The results are… mixed.

The optimistic take: Models like Opus 4.1 made genuinely thoughtful improvements. Adding a bicycle chain isn’t just decoration—it shows understanding of mechanical relationships. The wheel spokes, the adjusted proportions—these are signs of vision-driven refinement working as intended.

The skeptical take: Most models didn’t fundamentally change their approach. They tweaked. They adjusted. They added details. But the basic composition—pelican shape, bicycle shape, spatial relationship—was determined in iteration one and largely frozen thereafter.

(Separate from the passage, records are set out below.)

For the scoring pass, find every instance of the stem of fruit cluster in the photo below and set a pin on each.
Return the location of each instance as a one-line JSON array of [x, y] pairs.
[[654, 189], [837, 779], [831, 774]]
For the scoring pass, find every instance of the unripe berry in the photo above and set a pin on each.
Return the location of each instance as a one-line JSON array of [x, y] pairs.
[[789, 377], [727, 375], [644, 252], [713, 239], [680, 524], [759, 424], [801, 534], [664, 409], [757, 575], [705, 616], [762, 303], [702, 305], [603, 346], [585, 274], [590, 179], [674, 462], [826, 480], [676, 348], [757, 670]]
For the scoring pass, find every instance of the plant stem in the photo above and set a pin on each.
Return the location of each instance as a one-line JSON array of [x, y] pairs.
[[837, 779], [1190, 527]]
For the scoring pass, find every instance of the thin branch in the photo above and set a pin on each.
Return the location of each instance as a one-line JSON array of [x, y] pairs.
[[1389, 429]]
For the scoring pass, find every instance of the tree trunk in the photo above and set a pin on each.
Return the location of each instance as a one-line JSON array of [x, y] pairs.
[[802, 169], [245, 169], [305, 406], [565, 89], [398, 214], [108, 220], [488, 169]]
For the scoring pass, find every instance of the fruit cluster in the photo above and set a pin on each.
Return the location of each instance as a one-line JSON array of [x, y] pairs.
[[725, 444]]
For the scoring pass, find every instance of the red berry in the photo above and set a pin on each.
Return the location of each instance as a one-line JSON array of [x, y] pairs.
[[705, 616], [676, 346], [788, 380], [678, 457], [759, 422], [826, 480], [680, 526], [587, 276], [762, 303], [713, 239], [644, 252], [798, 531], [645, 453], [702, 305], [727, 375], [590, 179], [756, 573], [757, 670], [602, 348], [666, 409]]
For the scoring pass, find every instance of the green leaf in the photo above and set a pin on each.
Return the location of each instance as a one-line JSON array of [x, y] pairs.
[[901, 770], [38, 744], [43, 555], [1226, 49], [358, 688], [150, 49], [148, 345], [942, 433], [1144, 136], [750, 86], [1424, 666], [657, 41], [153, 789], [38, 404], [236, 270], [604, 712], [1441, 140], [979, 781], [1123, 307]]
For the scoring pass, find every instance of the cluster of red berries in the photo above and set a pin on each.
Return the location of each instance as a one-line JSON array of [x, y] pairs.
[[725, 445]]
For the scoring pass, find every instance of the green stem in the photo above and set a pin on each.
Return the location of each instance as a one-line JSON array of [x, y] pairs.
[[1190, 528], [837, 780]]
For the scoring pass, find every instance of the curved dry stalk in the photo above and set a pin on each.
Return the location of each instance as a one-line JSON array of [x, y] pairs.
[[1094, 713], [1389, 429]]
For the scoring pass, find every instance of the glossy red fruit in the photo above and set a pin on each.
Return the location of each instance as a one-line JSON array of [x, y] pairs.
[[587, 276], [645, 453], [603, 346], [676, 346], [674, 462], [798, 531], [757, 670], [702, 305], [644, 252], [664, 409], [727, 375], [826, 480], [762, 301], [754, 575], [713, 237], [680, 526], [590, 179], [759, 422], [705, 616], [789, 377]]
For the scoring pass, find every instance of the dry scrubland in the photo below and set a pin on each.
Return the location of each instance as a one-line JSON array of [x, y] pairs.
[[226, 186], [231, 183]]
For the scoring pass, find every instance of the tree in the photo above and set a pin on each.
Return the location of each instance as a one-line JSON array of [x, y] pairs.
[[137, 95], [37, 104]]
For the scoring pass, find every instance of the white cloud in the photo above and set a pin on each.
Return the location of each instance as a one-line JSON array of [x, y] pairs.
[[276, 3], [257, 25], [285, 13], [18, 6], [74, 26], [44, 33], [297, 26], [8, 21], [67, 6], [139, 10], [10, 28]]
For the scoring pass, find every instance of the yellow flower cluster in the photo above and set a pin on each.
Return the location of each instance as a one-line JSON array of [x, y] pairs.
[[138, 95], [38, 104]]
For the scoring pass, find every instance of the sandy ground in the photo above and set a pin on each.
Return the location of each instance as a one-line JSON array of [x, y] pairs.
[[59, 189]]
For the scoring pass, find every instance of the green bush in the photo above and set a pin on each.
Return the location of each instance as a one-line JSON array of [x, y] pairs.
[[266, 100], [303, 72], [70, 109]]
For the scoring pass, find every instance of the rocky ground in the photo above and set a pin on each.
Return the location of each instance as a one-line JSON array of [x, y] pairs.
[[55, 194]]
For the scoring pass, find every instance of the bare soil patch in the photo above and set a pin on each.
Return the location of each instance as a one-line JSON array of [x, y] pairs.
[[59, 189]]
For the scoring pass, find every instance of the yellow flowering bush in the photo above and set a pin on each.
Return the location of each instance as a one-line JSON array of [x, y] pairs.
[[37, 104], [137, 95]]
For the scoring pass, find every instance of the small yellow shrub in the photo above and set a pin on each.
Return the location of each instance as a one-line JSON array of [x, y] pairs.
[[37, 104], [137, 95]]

The confusing take: Some models (looking at you, GPT-5-Codex) seemed to mistake “more complex” for “better.” The self-feedback loop amplified their initial artistic direction rather than correcting it. If your first draft is a layer cake of pelican parts, and your self-correction produces an even more elaborate layer cake... did the loop help? Of course, GPT-5-Codex is a fine-tune of GPT-5, optimized for engineering tasks. Could be that its strengths are not in broad visual capabilities.

The agentic approach definitely produces different results than zero-shot generation. Whether it produces better results seems to depend heavily on the model’s ability to self-critique. Vision capabilities alone aren’t enough—you need something more: aesthetic judgment, mechanical reasoning, or at least the wisdom to know when to stop adding details.

Simon’s zero-shot benchmark reveals how well models handle unusual creative tasks on the first try. The agentic variant reveals something else: how well models can evaluate and improve their own creative output. Turns out, that’s a different skill entirely. But—somehow related?

All test code and results available in the GitHub repository.